ECLI:NL:RBDHA:2025:11567

Rechtbank Den Haag

Datum uitspraak
3 juni 2025
Publicatiedatum
1 juli 2025
Zaaknummer
AWB 23-11732
Instantie
Rechtbank Den Haag
Type
Uitspraak
Procedures
  • Voorlopige voorziening
Rechters
Vindplaatsen
  • Rechtspraak.nl
AI samenvatting door LexboostAutomatisch gegenereerd

Afwijzing verzoek om voorlopige voorziening in vreemdelingenzaak met betrekking tot uitstel van vertrek

Op 3 juni 2025 heeft de voorzieningenrechter van de Rechtbank Den Haag uitspraak gedaan in een zaak betreffende een verzoek om een voorlopige voorziening.
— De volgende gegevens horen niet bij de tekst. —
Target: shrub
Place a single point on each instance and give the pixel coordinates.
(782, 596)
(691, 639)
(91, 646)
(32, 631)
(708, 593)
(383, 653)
Verzoeker, die een aanvraag voor uitstel van vertrek had ingediend op basis van artikel 64 van de Vreemdelingenwet 2000, zag zijn aanvraag door de minister van Asiel en Migratie op 11 april 2022 buiten behandeling gesteld. Na bezwaar tegen dit besluit, bleef de minister bij zijn standpunt en werd het bestreden besluit op 6 oktober 2023 genomen. Verzoeker heeft hiertegen beroep ingesteld en verzocht om een voorlopige voorziening. De zitting vond plaats op 16 april 2025, waarbij verzoeker, zijn zoon, zijn gemachtigde en de gemachtigde van de minister aanwezig waren, evenals een tolk. De voorzieningenrechter heeft in een andere uitspraak, zaaknummer AWB 23/11731, op het beroep van verzoeker beslist, waardoor de noodzaak voor een voorlopige voorziening verviel. Het verzoek om voorlopige voorziening is afgewezen, en er is geen aanleiding voor een proceskostenveroordeling. De uitspraak is openbaar uitgesproken op 3 juni 2025.

Uitspraak

RECHTBANK DEN HAAG
Zittingsplaats Utrecht
Bestuursrecht
zaaknummer: AWB 23/11732

uitspraak van de voorzieningenrechter van 3 juni 2025 in de zaak tussen

[verzoeker] , uit [plaats] , verzoeker, V-nummer: [V-nummer]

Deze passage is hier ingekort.